O recorrente pugna pelo recebimento da sua revista por ela tratar de uma questão relevante e incorrectamente julgada.
Não houve contra-alegação.
Cumpre decidir.
Em princípio, as decisões proferidas em 2.ª instância pelos TCA’s não são susceptíveis de recurso para o STA. Mas, excepcionalmente, tais decisões podem ser objecto de recurso de revista em duas hipóteses: quando estiver em causa a apreciação de uma questão que, pela sua relevância jurídica ou social, assuma uma importância fundamental; ou quando a admissão da revista for claramente necessária para uma melhor aplicação do direito («vide» o art. 150º, n.º 1, do CPTA).
A aqui recorrida accionou o município ora recorrente pedindo a condenação do réu a pagar-lhe determinadas quantias relacionadas com contratos de empreitada de obras públicas havidos entre as partes. O prazo para o réu contestar findava em 3/11/2005. No dia imediato, o réu pediu a prorrogação desse prazo, o que foi deferido por despacho judicial não notificado à autora. O réu apresentou depois a sua contestação-reconvenção. E a autora, na réplica, invocou a extemporaneidade da peça – denúncia que o Mm.º Juiz apreciou e afastou em despacho posterior.
O processo prosseguiu, vindo o TAF a proferir sentença que julgou improcedentes a acção e a reconvenção. Mas a autora apelou, insurgindo-se contra aqueles dois despachos interlocutórios – o que concedeu a prorrogação do prazo e o que reafirmou o acerto desse benefício.
Ora, o TCA disse, sucessivamente, duas coisas: «primo», considerou ilegal o despacho do Sr. Juiz que anuiu à prorrogação do prazo, pois não se pode prorrogar um prazo já expirado; «secundo», tentou qualificar «de jure» a anomalia, afirmando que ocorreu uma «nulidade processual» – embora «a coberto de um despacho» – consistente na «apresentação de contestação intempestiva». E, depois de tudo isso, o aresto «sub specie» anulou o despacho que concedera a prorrogação do prazo e os termos ulteriores do processo, impôs o desentranhamento da contestação e fez retroceder os autos à fase do saneador.
Na sua revista, o recorrente não questiona o afirmado pelo TCA sobre a inadmissibilidade da prorrogação do prazo para contestar. O recurso não aborda, portanto, a questão básica e nuclear.

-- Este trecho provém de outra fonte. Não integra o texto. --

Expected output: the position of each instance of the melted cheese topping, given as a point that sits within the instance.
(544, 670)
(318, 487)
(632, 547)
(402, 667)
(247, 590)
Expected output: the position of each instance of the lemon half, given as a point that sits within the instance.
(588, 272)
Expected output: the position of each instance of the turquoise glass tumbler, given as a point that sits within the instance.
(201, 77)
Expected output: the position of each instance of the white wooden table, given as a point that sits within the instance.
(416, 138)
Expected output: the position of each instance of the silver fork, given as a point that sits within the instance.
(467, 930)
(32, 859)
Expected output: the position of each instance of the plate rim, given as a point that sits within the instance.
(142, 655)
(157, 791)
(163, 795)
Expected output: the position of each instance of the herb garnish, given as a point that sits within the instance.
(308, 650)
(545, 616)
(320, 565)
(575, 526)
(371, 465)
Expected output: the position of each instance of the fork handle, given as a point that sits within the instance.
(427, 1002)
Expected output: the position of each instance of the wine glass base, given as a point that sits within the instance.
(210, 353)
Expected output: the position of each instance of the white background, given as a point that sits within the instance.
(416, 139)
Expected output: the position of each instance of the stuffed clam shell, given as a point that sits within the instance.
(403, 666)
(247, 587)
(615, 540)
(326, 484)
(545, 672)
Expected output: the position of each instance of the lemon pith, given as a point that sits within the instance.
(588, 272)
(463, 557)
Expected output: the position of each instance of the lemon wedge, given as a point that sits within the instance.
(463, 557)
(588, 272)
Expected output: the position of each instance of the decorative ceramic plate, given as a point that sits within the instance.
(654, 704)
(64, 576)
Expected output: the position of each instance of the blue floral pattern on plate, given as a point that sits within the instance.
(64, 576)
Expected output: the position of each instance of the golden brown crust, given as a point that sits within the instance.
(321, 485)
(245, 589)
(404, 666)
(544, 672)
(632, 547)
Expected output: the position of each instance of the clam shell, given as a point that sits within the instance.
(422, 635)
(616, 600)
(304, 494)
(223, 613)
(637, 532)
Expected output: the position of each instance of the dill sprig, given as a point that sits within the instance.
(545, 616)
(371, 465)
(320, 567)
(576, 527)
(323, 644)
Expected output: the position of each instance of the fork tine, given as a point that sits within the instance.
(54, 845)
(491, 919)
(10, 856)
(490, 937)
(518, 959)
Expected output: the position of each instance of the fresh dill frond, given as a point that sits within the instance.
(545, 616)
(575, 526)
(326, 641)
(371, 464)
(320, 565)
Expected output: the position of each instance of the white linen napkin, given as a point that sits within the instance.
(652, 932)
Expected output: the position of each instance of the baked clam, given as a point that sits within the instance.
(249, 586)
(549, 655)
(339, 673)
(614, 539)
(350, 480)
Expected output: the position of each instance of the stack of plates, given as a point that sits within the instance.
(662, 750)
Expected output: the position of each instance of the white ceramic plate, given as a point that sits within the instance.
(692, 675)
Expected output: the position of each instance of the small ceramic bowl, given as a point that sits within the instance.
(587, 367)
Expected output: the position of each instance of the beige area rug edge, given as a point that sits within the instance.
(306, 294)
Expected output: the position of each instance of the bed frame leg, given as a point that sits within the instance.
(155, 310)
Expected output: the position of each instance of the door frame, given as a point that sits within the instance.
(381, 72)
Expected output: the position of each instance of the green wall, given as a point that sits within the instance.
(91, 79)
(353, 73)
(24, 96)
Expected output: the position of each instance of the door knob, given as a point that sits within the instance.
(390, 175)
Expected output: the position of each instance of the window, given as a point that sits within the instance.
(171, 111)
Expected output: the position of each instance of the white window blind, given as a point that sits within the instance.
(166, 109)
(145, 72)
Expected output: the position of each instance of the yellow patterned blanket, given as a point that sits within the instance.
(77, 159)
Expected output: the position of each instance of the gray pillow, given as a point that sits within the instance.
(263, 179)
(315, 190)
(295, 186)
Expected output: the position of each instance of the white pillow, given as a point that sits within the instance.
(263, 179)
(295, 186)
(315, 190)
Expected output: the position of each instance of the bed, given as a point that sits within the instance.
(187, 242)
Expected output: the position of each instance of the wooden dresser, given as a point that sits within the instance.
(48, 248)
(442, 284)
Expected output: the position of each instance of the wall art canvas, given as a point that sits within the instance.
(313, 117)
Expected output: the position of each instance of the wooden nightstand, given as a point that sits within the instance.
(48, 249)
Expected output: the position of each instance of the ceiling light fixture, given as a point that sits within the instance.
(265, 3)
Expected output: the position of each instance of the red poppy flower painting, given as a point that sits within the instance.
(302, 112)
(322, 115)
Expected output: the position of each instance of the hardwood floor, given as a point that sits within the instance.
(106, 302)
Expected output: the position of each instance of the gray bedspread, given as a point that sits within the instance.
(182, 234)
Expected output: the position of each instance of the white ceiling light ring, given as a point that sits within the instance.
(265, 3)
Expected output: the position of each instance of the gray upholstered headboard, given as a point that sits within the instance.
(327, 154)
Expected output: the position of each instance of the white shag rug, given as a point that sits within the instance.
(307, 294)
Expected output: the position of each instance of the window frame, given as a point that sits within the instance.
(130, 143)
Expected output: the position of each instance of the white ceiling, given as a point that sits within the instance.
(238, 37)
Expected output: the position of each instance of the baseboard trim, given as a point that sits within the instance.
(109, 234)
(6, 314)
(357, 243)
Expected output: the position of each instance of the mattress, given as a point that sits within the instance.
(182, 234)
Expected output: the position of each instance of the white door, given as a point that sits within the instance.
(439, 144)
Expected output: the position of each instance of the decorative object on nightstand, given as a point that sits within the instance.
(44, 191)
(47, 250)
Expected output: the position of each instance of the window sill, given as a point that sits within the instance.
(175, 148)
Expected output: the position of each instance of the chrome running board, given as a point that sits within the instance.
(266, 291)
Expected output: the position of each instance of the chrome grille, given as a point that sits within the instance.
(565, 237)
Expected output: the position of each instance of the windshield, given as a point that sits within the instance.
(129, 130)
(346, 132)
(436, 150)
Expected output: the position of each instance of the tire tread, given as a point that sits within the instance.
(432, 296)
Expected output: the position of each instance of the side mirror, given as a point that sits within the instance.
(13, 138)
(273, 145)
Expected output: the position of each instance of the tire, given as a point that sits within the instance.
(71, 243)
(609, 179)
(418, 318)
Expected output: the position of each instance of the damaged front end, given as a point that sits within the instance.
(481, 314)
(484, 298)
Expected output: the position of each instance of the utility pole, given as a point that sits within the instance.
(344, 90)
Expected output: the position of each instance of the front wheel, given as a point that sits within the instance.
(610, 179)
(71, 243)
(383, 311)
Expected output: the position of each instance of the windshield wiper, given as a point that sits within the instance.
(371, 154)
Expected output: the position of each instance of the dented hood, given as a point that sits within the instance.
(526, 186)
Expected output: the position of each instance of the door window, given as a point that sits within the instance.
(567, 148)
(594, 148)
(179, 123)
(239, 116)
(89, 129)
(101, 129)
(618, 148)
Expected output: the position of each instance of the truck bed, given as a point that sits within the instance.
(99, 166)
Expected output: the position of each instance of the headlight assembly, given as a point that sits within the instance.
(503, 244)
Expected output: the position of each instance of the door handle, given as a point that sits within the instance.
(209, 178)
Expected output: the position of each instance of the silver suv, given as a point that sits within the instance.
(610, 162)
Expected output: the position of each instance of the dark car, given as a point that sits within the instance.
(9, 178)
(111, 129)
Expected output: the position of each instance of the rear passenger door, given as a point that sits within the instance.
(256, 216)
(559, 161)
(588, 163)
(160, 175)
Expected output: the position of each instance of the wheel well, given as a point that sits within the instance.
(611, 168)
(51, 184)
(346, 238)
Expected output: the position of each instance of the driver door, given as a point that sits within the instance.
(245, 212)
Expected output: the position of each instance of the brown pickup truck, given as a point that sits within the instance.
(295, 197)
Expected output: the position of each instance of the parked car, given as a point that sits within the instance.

E isso compreende-se, pois é claríssimo que o TCA andou bem ao dizer que o Mm.º Juiz do TAF não podia prorrogar, naquelas circunstâncias, o prazo da contestação.
Alheando-se desse essencial problema, o recorrente volta-se para o acessório e censura o aresto na parte em que qualificou a anomalia como uma nulidade. E a revista é um longo «excursus» em torno de «themata» relacionados com nulidades processuais.
Ora, o despacho que concedeu a prorrogação do prazo incorreu num erro de julgamento – e não propriamente numa nulidade. De modo que o TCA, que acertadamente encarou tal despacho como um dos objectos da apelação, devia tê-lo revogado – e não anulado.
Mas esse lapso do acórdão recorrido não justifica a admissão da revista. Em termos práticos, o resultado a obter – a supressão do despacho ilegal, o desentranhamento da peça do contestante, afinal extemporânea, e a retroacção do processo a uma fase anterior – seria sempre o mesmo. De modo que o presente recurso, enquanto tendente a evitar a rejeição da contestação apresentada, é inviável e não carece da análise do Supremo.
Assim, e porque se nos depara uma questão simplesmente adjectiva que, no fundamental, foi bem solucionada pelo TCA, é de concluir pela prevalência, «in casu», da regra da excepcionalidade das revistas.
Nestes termos, acordam em não admitir a revista.
Custas pelo recorrente.
Nos termos e para os efeitos do art. 15º-A do DL n.º 10-A/2020, de 13/3, o relator atesta que os Exms.º Juízes Adjuntos – os Conselheiros Carlos Carvalho e José Veloso – têm voto de conformidade.